As far as the situation with the immigrants, it's still pretty touchy here. There's thousands of immigrants (like, tens of thousands) waiting outside the southeastern border of Hungary trying to break into the country. The government hastily built up a wall on the border to try to keep them out, but they're trying to push it down in places to get into the nation. The tough thing is that a lot of them actually aren't refugees, but want to take advantage of the opportunity to sneak into Europe by posing as one. They often don't accept food or water that is given to them by humanitarian efforts, and there's been scattered reports about violence between them and the predominantly Christian demographic of Europe. Most don't want to complete the necessary paperwork to become legal citizens, and just want to do what they want to do, which pretty much just means making a mess. I have heard several people say that people are mad at the Hungarian government because of the way they treat them, but it looks like the media isn't telling the whole story... Sounds like when the cameras are out, the refugees and immigrants pose to look starving and abused, and the reporters film only when the Hungarian police try to keep back crowds of immigrants swarming the wall with things like water cannons or rubber bullets. It's a problem...
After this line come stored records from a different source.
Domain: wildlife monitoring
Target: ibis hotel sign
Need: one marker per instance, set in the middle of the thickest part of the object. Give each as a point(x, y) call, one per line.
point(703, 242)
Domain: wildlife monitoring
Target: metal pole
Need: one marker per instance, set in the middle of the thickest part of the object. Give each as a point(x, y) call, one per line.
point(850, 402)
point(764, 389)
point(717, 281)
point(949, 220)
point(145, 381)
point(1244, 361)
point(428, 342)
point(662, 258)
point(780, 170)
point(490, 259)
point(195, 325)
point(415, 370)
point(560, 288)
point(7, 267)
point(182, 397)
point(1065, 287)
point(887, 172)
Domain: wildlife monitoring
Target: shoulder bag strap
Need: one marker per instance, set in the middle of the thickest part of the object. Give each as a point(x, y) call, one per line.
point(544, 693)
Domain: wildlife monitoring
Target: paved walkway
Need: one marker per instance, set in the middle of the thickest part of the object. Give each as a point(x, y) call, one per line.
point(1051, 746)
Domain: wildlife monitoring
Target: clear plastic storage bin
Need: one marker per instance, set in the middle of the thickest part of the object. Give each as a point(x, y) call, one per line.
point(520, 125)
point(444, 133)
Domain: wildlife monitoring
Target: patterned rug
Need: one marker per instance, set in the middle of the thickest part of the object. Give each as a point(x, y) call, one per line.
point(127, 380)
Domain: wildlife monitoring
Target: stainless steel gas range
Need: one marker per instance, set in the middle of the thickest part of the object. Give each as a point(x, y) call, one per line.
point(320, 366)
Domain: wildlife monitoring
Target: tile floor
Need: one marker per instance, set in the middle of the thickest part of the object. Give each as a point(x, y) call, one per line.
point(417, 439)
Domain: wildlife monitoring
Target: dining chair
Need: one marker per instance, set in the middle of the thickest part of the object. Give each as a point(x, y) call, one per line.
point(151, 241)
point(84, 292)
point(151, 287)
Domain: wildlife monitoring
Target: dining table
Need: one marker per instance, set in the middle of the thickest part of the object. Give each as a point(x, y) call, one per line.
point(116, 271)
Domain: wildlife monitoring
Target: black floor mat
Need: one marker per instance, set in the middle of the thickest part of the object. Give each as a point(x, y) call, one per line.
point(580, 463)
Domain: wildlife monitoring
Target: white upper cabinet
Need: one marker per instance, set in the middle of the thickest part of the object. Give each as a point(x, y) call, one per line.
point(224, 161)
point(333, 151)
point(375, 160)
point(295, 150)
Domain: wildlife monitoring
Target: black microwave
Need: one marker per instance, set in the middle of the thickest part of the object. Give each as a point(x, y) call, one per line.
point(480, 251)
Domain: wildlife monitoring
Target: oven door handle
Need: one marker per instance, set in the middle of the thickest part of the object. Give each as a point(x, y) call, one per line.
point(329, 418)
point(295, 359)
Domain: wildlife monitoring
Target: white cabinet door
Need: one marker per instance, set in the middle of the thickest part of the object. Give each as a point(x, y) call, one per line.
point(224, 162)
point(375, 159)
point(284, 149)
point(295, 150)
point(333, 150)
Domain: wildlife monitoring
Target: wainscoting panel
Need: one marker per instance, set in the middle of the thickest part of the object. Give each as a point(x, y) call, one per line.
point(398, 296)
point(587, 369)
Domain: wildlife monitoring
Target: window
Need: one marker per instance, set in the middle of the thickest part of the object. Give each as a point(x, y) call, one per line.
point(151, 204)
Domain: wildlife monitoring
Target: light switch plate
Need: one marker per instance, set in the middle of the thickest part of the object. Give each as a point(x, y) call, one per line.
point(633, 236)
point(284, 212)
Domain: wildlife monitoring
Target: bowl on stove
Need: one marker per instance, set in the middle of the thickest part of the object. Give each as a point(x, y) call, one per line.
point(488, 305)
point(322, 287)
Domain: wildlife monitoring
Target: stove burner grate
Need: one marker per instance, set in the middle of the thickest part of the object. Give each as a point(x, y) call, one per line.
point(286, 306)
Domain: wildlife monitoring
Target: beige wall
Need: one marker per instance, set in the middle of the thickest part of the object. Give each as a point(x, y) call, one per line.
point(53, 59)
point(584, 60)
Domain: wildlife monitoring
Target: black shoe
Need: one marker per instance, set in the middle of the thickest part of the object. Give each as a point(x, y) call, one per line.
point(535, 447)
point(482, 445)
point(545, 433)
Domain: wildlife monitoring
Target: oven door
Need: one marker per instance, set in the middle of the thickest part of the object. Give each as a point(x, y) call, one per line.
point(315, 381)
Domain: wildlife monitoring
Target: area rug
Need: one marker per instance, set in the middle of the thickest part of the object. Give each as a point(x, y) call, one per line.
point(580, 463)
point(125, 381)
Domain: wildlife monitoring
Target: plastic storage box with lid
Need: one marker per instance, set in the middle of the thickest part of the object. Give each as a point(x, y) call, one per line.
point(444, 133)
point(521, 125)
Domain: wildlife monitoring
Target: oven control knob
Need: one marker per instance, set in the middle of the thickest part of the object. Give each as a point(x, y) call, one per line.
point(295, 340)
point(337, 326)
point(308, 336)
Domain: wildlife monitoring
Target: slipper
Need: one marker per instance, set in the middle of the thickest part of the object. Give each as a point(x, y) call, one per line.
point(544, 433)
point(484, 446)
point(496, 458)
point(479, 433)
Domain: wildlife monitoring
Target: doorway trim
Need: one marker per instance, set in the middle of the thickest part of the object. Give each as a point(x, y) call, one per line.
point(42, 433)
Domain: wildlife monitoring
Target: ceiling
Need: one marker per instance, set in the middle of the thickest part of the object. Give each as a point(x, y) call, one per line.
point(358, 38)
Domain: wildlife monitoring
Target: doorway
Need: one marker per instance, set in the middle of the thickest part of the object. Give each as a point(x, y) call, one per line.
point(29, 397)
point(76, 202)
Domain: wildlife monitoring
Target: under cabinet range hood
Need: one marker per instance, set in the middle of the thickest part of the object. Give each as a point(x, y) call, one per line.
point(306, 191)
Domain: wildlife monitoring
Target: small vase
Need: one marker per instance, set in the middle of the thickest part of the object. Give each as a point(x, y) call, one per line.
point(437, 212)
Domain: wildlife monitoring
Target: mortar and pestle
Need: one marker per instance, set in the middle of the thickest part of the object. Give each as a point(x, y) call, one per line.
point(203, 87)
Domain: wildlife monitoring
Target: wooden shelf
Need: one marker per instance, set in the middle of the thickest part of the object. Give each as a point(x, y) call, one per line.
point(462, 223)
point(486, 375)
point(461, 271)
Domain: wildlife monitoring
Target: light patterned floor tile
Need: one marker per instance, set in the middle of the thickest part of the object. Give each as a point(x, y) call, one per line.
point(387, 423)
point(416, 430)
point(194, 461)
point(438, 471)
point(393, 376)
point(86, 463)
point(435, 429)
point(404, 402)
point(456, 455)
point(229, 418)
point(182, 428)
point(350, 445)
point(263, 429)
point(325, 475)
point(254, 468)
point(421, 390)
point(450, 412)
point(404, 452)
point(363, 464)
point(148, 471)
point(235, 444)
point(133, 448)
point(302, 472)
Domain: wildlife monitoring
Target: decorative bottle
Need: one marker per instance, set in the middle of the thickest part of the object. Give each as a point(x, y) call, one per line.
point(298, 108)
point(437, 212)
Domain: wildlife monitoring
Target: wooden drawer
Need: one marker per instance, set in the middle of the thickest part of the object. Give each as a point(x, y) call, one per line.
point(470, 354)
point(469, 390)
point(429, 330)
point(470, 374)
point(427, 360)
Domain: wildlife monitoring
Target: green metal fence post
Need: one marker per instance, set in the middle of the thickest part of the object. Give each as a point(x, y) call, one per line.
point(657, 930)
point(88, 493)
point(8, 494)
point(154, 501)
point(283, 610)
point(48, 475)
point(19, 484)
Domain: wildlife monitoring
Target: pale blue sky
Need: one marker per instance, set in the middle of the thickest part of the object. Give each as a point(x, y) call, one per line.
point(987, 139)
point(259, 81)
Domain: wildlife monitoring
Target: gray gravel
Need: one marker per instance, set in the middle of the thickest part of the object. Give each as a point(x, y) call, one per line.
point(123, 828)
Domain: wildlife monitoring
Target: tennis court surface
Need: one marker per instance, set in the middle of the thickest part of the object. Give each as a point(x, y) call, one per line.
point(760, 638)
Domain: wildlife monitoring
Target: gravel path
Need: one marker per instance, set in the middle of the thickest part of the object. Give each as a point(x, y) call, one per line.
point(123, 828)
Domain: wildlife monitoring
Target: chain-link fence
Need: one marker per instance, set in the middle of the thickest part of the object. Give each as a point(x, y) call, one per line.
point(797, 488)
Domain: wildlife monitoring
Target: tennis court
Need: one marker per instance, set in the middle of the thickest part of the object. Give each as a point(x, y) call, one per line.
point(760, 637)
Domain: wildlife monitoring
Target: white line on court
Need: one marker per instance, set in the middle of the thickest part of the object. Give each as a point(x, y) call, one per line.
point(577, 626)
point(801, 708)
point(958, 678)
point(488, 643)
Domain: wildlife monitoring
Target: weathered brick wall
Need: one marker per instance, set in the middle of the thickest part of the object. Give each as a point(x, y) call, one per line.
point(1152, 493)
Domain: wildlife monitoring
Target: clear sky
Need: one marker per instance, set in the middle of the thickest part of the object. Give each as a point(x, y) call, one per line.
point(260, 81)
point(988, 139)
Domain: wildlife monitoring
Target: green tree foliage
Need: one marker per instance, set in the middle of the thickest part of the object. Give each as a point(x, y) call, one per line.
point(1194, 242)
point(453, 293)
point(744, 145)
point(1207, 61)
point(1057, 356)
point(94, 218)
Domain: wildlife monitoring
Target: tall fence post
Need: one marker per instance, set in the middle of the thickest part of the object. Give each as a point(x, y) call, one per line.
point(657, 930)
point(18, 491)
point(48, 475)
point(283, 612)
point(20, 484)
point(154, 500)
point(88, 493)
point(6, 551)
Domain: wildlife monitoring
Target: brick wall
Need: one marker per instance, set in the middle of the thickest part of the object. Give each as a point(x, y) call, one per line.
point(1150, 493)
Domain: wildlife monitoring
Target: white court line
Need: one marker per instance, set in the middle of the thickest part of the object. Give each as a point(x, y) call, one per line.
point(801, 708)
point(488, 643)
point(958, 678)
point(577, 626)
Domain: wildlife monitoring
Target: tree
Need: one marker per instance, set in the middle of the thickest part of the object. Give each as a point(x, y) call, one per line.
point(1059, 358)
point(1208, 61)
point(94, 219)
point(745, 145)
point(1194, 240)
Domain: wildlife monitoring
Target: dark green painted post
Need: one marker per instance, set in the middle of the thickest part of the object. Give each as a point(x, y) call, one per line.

But other than that, everything else is going well here in Kispest. We spent some time this week cutting wood for one of the old ladies that we know here, which is fun because I've never really had to do that before and it's good to know that she'll have heat for the winter. Fun service projects are the best way to help people, for sure.
Hope that everything is alright back at home! The Hungarians tell us they're a bit scared to see who'll become the next US president, because it might have a big impact on how this immigrant crisis is handled here. Hopefully, everything will work out okay. :)
Love you all lots! Have a great week and be happy. :)
My buddy, Ricky, from Nyíregyháza, works in Budapest on the
weekends as a Rickshaw driver for tourists in the downtown
area of the city, and we were able to meet up with him and
have an awesome time as he drove us around the city on his
rickshaw and even let us try it out, too! It's a lot harder than
you would think, it's a heavy bike that's pretty long and
double wide, but it was for sure the coolest way to see the city.